Overriding a method at the instance level on a subclass of a builtintype

Z

Zac Burns

Sorry for the long subject.

I'm trying to create a subclass dictionary that runs extra init code
on the first __getitem__ call. However, the performance of __getitem__
is quite important - so I'm trying in the subclassed __getitem__
method to first run some code and then patch in the original dict
method for the instance to avoid even the check to see if the init
code has been run. Various recipes using instancemethod and the like
have failed me.

Curiously if __slots__ is not specified no error occurs when setting
self.__getitem__ but the function is not overriden. If __slots__ is
['__getitem__'] however it complains that __getitem__ is read only. I
do not understand that behavior.

--
Zachary Burns
(407)590-4814
Aim - Zac256FL
Production Engineer (Digital Overlord)
Zindagi Games
 
G

George Sakkis

Sorry for the long subject.

I'm trying to create a subclass dictionary that runs extra init code
on the first __getitem__ call. However, the performance of __getitem__
is quite important - so I'm trying in the subclassed __getitem__
method to first run some code and then patch in the original dict
method for the instance to avoid even the check to see if the init
code has been run. Various recipes using instancemethod and the like
have failed me.

For new-style classes, special methods are always looked up in the
class, not the instance, so you're out of luck there. What are you
trying to do? Perhaps there is a less magic solution to the general
problem.

George
 
A

Aaron Brady

Sorry for the long subject.

I'm trying to create a subclass dictionary that runs extra init code
on the first __getitem__ call. However, the performance of __getitem__
is quite important - so I'm trying in the subclassed __getitem__
method to first run some code and then patch in the original dict
method for the instance to avoid even the check to see if the init
code has been run. Various recipes using instancemethod and the like
have failed me.

Curiously if __slots__ is not specified no error occurs when setting
self.__getitem__ but the function is not overriden. If __slots__ is
['__getitem__'] however it complains that __getitem__ is read only. I
do not understand that behavior.

--
Zachary Burns
(407)590-4814
Aim - Zac256FL
Production Engineer (Digital Overlord)
Zindagi Games

That sounds like the State Pattern, from GoF. http://en.wikipedia.org/wiki/State_pattern

I like the idea of 'renaming', not redefining, but reassigning methods
at different points during an object's lifetime. I often wish I had
more experience with it, and more docs talked about it.

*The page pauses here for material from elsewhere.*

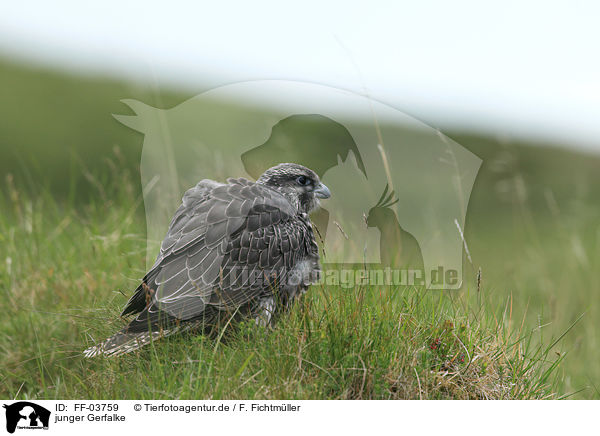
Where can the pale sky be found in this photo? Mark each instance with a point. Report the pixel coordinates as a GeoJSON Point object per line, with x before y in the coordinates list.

It's hard on memory usage, since each instance has its own function
attribute, even if there's still only one instance of the function.
Without it, the function attribute is just looked up on the class.

Not thoroughly tested:
.... def methA( self ):
.... print 'methA'
.... self.meth= self.methB
.... meth= methA
.... def methB( self ):
.... print 'methB'
....methB
 
B

Bryan Olson

Zac said:
Sorry for the long subject.

I'm trying to create a subclass dictionary that runs extra init code
on the first __getitem__ call. However, the performance of __getitem__
is quite important - so I'm trying in the subclassed __getitem__
method to first run some code and then patch in the original dict
method for the instance to avoid even the check to see if the init
code has been run. Various recipes using instancemethod and the like
have failed me.

One option is to re-assign the object's __class__, as in:

class XDict (dict):
pass

class ZDict (XDict):
def __getitem__(self, k):
whatever_you_want_to_do_once(self)
result = dict.__getitem__(self, k)
self.__class__ = XDict
return result


The first dict subtype is needed because __class__ assignment requires
that both the current and newly-assigned class be 'heap types', which
the native dict is not.
 
A

Arnaud Delobelle

Zac Burns said:
Sorry for the long subject.

I'm trying to create a subclass dictionary that runs extra init code
on the first __getitem__ call. However, the performance of __getitem__
is quite important - so I'm trying in the subclassed __getitem__
method to first run some code and then patch in the original dict
method for the instance to avoid even the check to see if the init
code has been run. Various recipes using instancemethod and the like
have failed me.

Curiously if __slots__ is not specified no error occurs when setting
self.__getitem__ but the function is not overriden. If __slots__ is
['__getitem__'] however it complains that __getitem__ is read only. I
do not understand that behavior.

You can change the class on the fly to achieve what you want:
.... def __getitem__(self, key):
.... print 'first call'
.... self.__class__ = D2
.... return dict.__getitem__(self, key)
.... .... pass
....
first call
42

HTH
 
J

Jason Scheirer

Sorry for the long subject.
I'm trying to create a subclass dictionary that runs extra init code
on the first __getitem__ call. However, the performance of __getitem__
is quite important - so I'm trying in the subclassed __getitem__
method to first run some code and then patch in the original dict
method for the instance to avoid even the check to see if the init
code has been run. Various recipes using instancemethod and the like
have failed me.
Curiously if __slots__ is not specified no error occurs when setting
self.__getitem__ but the function is not overriden. If __slots__ is
['__getitem__'] however it complains that __getitem__ is read only. I
do not understand that behavior.
--
Zachary Burns
(407)590-4814
Aim - Zac256FL
Production Engineer (Digital Overlord)
Zindagi Games

That sounds like the State Pattern, from GoF.  http://en.wikipedia.org/wiki/State_pattern

I like the idea of 'renaming', not redefining, but reassigning methods
at different points during an object's lifetime.  I often wish I had
more experience with it, and more docs talked about it.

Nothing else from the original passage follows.